A: I don’t think I can narrow it down to just one section. I would say the two most enjoyable chapters to research, ponder and write about were the chapters on how the 10 Commandments will transform the world and how the earth’s physical environment will be transformed.
Both topics are large and provide much room for imagination and reasonable speculation. For instance, it was fascinating to consult with some outdoorsmen regarding some of the prophecies about future changes to the physical environment. I enjoyed speculating with them on how Christ will cause those changes to occur and what other effects those changes will have.

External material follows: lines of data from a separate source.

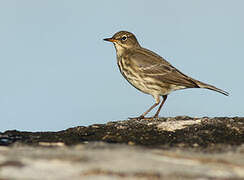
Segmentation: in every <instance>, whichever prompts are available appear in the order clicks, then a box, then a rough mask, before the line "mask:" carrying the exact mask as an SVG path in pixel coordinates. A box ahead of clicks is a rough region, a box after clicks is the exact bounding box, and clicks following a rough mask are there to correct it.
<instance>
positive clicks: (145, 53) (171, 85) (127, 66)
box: [104, 31, 229, 119]
mask: <svg viewBox="0 0 244 180" xmlns="http://www.w3.org/2000/svg"><path fill="white" fill-rule="evenodd" d="M104 40H105V41H110V42H113V44H114V46H115V49H116V54H117V63H118V66H119V69H120V72H121V74H122V75H123V76H124V78H125V79H126V80H127V81H128V82H129V83H130V84H131V85H133V86H134V87H135V88H137V89H138V90H140V91H142V92H144V93H147V94H151V95H152V96H153V97H154V99H155V101H156V103H155V104H153V106H151V107H150V108H149V109H148V110H147V111H146V112H144V113H143V114H142V115H141V116H139V117H137V119H142V118H144V117H145V115H146V114H147V113H148V112H150V111H151V110H152V109H153V108H154V107H156V106H157V105H159V103H160V97H161V96H162V97H163V101H162V103H161V105H160V106H159V108H158V110H157V112H156V114H155V115H154V116H153V118H156V117H158V115H159V112H160V110H161V108H162V106H163V104H164V102H165V101H166V99H167V96H168V94H170V93H171V92H172V91H175V90H179V89H186V88H206V89H210V90H213V91H217V92H219V93H222V94H224V95H226V96H228V95H229V94H228V93H227V92H225V91H223V90H221V89H218V88H216V87H214V86H212V85H209V84H206V83H203V82H200V81H198V80H195V79H193V78H191V77H189V76H187V75H185V74H183V73H182V72H180V71H179V70H178V69H176V68H175V67H173V66H172V65H171V64H170V63H169V62H168V61H166V60H165V59H164V58H162V57H161V56H159V55H157V54H156V53H154V52H152V51H150V50H148V49H145V48H142V47H141V46H140V44H139V43H138V41H137V39H136V37H135V36H134V35H133V34H132V33H130V32H127V31H120V32H117V33H116V34H114V36H113V37H112V38H107V39H104Z"/></svg>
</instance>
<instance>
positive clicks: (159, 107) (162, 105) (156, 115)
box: [153, 95, 168, 118]
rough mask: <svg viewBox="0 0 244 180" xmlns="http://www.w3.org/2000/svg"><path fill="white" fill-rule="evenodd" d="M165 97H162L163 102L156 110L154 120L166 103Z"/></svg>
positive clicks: (165, 98)
mask: <svg viewBox="0 0 244 180" xmlns="http://www.w3.org/2000/svg"><path fill="white" fill-rule="evenodd" d="M167 97H168V96H167V95H164V96H163V101H162V103H161V104H160V106H159V108H158V110H157V112H156V114H155V115H154V116H153V117H154V118H158V115H159V112H160V110H161V108H162V107H163V105H164V102H165V101H166V99H167Z"/></svg>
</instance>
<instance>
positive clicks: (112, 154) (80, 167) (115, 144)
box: [0, 116, 244, 180]
mask: <svg viewBox="0 0 244 180" xmlns="http://www.w3.org/2000/svg"><path fill="white" fill-rule="evenodd" d="M243 144H244V118H238V117H234V118H226V117H222V118H221V117H218V118H207V117H204V118H191V117H186V116H182V117H175V118H160V119H154V120H147V119H144V120H140V121H138V120H125V121H116V122H109V123H107V124H94V125H91V126H88V127H84V126H79V127H74V128H70V129H67V130H64V131H59V132H34V133H33V132H20V131H15V130H14V131H6V132H4V133H0V145H1V146H0V180H3V179H4V180H10V179H37V180H39V179H173V180H174V179H199V180H200V179H201V180H202V179H211V180H212V179H218V180H220V179H222V180H227V179H231V180H234V179H244V145H243Z"/></svg>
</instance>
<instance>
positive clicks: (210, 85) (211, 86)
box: [196, 81, 229, 96]
mask: <svg viewBox="0 0 244 180" xmlns="http://www.w3.org/2000/svg"><path fill="white" fill-rule="evenodd" d="M196 84H197V85H198V86H199V87H200V88H205V89H210V90H213V91H216V92H219V93H222V94H224V95H226V96H229V93H228V92H226V91H224V90H222V89H219V88H216V87H215V86H212V85H210V84H206V83H203V82H200V81H196Z"/></svg>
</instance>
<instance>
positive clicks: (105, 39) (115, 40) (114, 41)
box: [103, 38, 117, 42]
mask: <svg viewBox="0 0 244 180" xmlns="http://www.w3.org/2000/svg"><path fill="white" fill-rule="evenodd" d="M103 40H104V41H109V42H116V41H117V40H116V39H113V38H106V39H103Z"/></svg>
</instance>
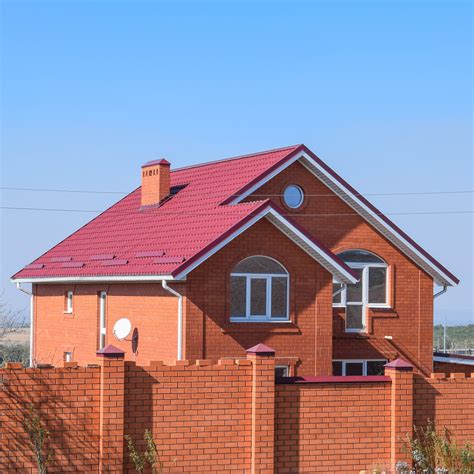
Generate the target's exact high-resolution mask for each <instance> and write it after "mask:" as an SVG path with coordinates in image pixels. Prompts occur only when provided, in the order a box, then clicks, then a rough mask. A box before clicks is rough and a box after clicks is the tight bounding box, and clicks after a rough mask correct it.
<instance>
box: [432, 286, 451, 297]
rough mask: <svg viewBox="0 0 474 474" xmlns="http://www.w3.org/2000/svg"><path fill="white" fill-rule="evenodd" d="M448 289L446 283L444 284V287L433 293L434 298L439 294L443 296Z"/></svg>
mask: <svg viewBox="0 0 474 474" xmlns="http://www.w3.org/2000/svg"><path fill="white" fill-rule="evenodd" d="M447 291H448V287H447V286H446V285H444V286H443V289H442V290H440V291H438V293H435V294H434V295H433V299H436V298H437V297H438V296H441V295H443V294H444V293H446V292H447Z"/></svg>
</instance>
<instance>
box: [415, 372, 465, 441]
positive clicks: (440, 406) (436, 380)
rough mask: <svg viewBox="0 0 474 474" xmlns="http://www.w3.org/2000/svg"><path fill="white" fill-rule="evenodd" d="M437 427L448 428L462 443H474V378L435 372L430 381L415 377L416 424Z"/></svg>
mask: <svg viewBox="0 0 474 474" xmlns="http://www.w3.org/2000/svg"><path fill="white" fill-rule="evenodd" d="M428 420H431V421H433V422H434V423H435V425H436V427H437V428H443V426H446V428H448V430H449V431H450V432H451V434H452V435H453V436H454V438H456V440H457V441H459V442H461V443H465V442H470V443H471V446H472V445H473V444H474V376H473V377H466V376H465V374H463V373H451V374H448V375H446V374H443V373H435V374H433V375H432V376H431V377H430V378H424V377H421V376H415V380H414V419H413V421H414V423H415V424H416V425H417V426H426V424H427V422H428Z"/></svg>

For instance, one interesting thing I discovered when working on chapter 6 was the connection between the prophesied lowering of the mountains and the healing of deserts. Many of the world’s deserts were created as a result of large mountain ranges blocking the free movement of moisture-carrying clouds (this is sometimes called a rain shadow). Scientists call the side of a mountain that receives ample precipitation the windward side, while the other side that has less wind and precipitation is called the leeward side.
Many of the world’s greatest deserts are on the leeward side of huge mountain ranges. For example, the Mojave Desert in the western United States is so dry because it is located on the leeward side of the Sierra Nevada mountains. Perhaps the way God will cause the Mojave Desert to “blossom as the rose” (Isaiah 35:1) is to lower the Sierra Nevada mountains and allow the moisture that comes from the Pacific Ocean to water that desert and make it a vibrant and productive prairie.
I really do hope readers will ponder some of these subjects as well—maybe thinking of other things that I didn’t explore in the booklet.
Q: Anything else you would like to add?
A: Yes, I’d like to just add a shout-out to all those who contributed in various ways to this booklet. Even though a booklet may have one author, there are a lot of people who contribute to the project as a whole. In this case, I did have a colleague, Ralph Levy, write one sidebar that relates to a subject he’s very familiar with because he teaches it at our Bible school, Foundation Institute.
Beyond him, dozens of people contributed to the booklet in various ways including the editorial process, the review process and the design process. You can find many of the names of those who contributed to the booklet on the inside cover. Two names you won’t find on the inside cover that deserve credit are Becky Bennett and Amy Foster.
There are also other people who helped me with what I call “reader reviews.” I like to have friends and coworkers read over sections of my writing from a purely “reader” perspective and give me feedback on its clarity. Sometimes they say it’s nice and clear—but other times they give me helpful feedback on ways I can make it clearer or areas I might need to explain more thoroughly. And sometimes their feedback is the opposite—sometimes they say it needs to be shorter and less wordy!
I’d like to end by thanking everyone who contributed the time to help produce this booklet and all those people who have taken the time to read it!